Once everything moved over to Instagram, I became aware of Scheynius’ never ending struggle with that site. Her posts were getting removed, even though the bulk of her work didn’t even appear there. I had wanted to speak with her about this experience for a while. At the same time, focusing on the troubles with Instagram felt like taking away too much attention from the photography itself.

But now, Scheynius’ artist books have been re-published as a box set, and there is a brand new book. This seemed like the perfect opportunity for me to reach out and talk with her about the many aspects of her career. The following conversation has been edited for length and clarity.

Jörg Colberg
You have a background in modeling and got into photography at some stage. How did this start?

Lina Scheynius
I was doing photography before, and then I started modeling. But I did photography continuously the whole time. I was really critical of how I was being photographed. So I started to do it like how I wanted it done. When I went home, I did my own shoots.

JC
Your photography has always been very personal and diaristic. Can you talk about this a little bit?

LS
I was influenced by Nan Goldin’s work. I think it was also through the fashion industry that I came in contact with it. And there was a book that Corinne Day had done called Diary, which somebody had shown me during shoots. They said: “this as the inspiration for this shoot.” I don’t know if you know, but on a fashion set, there’s often something that people are trying to copy. So I had come into contact with those two photographers. Nan Goldin is obviously still really important for me. I started to try and do work like they had done.

JC
You make it sound so easy. But you kept at it and in 2008, you self published your first book.

LS
But that was much later than when I discovered those photographers. I did everything just on my own. I didn’t show it to anyone. I just had it on my bedroom wall. In 2006, I started to show something.

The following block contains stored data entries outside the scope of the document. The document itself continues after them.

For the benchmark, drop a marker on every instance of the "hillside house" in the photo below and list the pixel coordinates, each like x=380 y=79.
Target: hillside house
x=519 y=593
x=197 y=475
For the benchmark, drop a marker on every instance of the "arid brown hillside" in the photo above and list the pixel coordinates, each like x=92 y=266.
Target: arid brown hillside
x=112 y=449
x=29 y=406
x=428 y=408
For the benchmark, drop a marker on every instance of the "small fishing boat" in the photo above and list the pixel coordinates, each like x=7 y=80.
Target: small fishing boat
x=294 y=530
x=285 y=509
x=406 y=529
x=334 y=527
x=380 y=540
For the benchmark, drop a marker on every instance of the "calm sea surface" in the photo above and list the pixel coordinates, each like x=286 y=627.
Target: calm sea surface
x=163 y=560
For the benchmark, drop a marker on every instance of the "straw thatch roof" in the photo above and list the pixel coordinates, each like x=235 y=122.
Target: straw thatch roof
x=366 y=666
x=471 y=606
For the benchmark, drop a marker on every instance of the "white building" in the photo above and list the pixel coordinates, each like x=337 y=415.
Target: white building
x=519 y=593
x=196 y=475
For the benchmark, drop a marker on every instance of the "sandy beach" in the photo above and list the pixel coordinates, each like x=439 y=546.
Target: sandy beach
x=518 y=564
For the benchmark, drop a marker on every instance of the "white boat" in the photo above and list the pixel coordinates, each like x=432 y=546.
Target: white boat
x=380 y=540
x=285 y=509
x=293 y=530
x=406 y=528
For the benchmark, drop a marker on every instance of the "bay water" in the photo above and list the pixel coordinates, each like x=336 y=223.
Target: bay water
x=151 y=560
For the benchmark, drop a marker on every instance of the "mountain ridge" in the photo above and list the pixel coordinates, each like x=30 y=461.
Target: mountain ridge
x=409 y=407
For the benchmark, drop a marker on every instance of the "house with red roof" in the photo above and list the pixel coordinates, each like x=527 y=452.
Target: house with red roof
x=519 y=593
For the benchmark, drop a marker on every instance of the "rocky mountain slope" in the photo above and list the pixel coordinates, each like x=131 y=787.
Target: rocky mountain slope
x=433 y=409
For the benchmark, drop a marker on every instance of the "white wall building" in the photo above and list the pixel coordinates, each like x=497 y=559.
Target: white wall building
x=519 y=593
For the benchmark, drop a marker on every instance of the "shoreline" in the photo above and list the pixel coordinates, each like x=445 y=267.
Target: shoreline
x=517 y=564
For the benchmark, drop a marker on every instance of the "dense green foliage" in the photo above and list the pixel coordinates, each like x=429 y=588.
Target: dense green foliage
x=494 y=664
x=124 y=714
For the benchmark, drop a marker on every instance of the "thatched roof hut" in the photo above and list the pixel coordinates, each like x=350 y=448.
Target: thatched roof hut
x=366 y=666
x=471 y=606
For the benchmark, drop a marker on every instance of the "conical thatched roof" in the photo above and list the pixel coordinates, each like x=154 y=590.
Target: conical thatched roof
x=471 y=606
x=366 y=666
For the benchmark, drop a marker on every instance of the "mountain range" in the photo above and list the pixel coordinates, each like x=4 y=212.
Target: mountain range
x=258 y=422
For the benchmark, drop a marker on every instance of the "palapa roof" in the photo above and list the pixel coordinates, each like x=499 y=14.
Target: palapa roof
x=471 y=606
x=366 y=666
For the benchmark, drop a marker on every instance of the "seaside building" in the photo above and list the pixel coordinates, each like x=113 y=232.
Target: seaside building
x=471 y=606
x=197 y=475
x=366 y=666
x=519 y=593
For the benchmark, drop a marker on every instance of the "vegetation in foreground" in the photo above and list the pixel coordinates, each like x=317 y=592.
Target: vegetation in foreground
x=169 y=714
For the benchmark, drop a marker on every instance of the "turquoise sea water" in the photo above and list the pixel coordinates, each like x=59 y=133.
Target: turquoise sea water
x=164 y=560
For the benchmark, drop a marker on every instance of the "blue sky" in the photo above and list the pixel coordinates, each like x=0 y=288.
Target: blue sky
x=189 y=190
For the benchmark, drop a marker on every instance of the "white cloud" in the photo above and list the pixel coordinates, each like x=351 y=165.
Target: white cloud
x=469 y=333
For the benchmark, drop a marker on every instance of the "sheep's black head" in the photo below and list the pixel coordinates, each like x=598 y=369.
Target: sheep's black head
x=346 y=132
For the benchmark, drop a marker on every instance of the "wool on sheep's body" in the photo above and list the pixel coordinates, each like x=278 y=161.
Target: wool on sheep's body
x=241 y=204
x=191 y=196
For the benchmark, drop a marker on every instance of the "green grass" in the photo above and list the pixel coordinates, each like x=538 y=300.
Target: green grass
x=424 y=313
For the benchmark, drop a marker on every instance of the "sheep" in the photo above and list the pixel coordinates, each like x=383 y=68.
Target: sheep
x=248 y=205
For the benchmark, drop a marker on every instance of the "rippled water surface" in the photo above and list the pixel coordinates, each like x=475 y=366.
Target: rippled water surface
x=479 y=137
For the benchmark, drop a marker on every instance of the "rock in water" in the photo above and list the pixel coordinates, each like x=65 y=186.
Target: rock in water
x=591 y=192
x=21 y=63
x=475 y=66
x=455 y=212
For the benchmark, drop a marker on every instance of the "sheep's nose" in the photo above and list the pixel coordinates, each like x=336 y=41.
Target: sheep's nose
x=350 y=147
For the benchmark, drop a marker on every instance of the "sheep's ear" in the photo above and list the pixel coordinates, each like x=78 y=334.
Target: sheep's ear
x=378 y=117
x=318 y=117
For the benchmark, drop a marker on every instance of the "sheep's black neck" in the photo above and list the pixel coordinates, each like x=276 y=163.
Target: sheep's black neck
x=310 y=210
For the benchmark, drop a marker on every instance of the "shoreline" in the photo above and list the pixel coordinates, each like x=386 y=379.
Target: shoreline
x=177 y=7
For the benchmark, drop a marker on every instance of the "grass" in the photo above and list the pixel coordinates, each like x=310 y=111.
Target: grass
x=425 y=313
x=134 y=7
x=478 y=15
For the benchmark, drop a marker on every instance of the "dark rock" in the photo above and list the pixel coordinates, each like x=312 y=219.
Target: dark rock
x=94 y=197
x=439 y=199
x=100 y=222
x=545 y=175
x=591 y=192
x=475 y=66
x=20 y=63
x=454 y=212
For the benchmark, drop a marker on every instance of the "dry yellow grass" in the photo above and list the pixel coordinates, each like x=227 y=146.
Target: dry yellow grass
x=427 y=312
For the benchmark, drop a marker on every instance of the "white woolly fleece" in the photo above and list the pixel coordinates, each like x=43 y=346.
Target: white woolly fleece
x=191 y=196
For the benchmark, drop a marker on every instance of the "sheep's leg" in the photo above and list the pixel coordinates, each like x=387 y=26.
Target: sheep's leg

“Untitled” (2016) from the Diary series

JC
How did you decide that given you had all these pictures you’re now going show them to people. I would imagine that’s a big step.

LS
It was mad.

JC
It’s so bold.

LS
I don’t know why I didn’t show them before. I think I was too shy to show my pictures to people. I couldn’t even imagine that people wanted to see them. I didn’t think that I would bring these photos to anyone to look at.

At the time, the internet was becoming bigger, and I found Flickr. I don’t even remember their names now, but I found some people who posted intimate work on Flickr. And I thought, okay, I’m going to try and post something and see how it goes. I thought it would stay small. I didn’t imagine that my parents would end up seeing it or that it would be in a newspaper for millions of people to see. [laughs] I didn’t imagine what scale it would get. At the time, I don’t think people knew, either. One thing then led to another.

JC
So you built a community of followers on Flickr, made the first book, and it grew from there?

LS
Yeah. But it had already grown quite far for me to dare to make a book. I didn’t just make a book. I made a book once I knew that people wanted a book. So it was already quite big. It happened quite fast: the first jump, or whatever you want to call it.

JC
You then made a number of books, which were recently re-released as a box set. What did you learn when you made them? You had more and more experience making your own pictures, and there was an audience. Did that change anything for you photographing? Or did you go about it organically?

LS
For the first book, I was so careful to only include pictures I knew people liked. I did only Polaroids, self portraits. Looking back at it now, it’s quite commercial. But that’s how I went about it. I needed to sell the book because I didn’t have a lot of money. And it costs a lot of money to print a book. I did everything on my own. It sold out really fast. From then on I thought: “oh, okay, I can sell this”, and I became much bolder. I realised that I could put anything in the books, and people would buy them. That was amazing. That’s such a privileged position to be in.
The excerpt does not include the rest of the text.